To See the World taking shape

1926 publication of Rose de Freycinet’s journal

To See the World, a voyage of discovery aboard the sailing ship Uranie, is beginning to look like a real book at last!

In Canberra earlier this week I was able to work on the latest draft of the story of Rose de Freycinet, told by Jose, the boy who became Rose’s pupil and part of the ship’s company when he was taken on board in Mauritius. The draft now includes the full set of images that will appear on the page preceding each new Chapter. These images enhance and support the text and have been carefully scanned from the National Library’s extensive collection of charts, maps and original artwork, painted at the scene by artists on board the Uranie. Before cameras were invented artists were employed to make pictorial records during scientific voyages of exploration. Ships sailing into uncharted waters were making discoveries about places, people, plants and animals never seen before. These discoveries needed to be recorded, not just in words but visually, so that scientists in Europe could study them and add to their existing knowledge of the wonders of the world.

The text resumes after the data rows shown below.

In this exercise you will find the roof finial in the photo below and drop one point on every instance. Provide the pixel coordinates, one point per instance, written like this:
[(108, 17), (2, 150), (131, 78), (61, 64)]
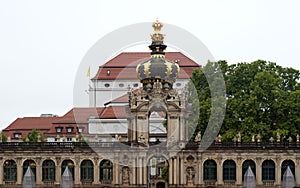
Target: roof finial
[(157, 36)]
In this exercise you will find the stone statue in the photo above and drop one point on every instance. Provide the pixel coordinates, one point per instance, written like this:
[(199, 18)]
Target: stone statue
[(239, 137), (190, 172), (198, 137), (125, 175), (278, 137), (258, 137)]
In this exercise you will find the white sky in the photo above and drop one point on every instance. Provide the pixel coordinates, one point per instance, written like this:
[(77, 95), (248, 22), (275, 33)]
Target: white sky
[(43, 42)]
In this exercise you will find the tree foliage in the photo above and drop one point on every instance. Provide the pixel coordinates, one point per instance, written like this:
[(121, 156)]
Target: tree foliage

It was great to be in Canberra and to meet some of the team working on the book. Being able to put faces to names, and to see where the production is happening, is always important for me. It was also good to explore different aspects of the National Library for myself. While I was there I was able to read the copy of the original 1926 publication, and a hand-written transcript, of Rose’s journal. This was the notebook in which she wrote all the letters to her friend Caroline during the voyage. While I was doing my research in France I read Rose’s letters to her sister-in-law and her nephew, written before and after the voyage. Although I had seen the copy of her journal on display as part of an exhibition in the Fremantle Maritime Museum in 2010, I had not had the luxury of sitting down with the actual document in my hands and reading it. One hundred and six years after the voyage ended this edited version of Rose’s journal was finally published for the first time. It still makes me sad to think that the vivid and detailed descriptions of exotic people and places it contains were not available to the scientists of the world for such a long time.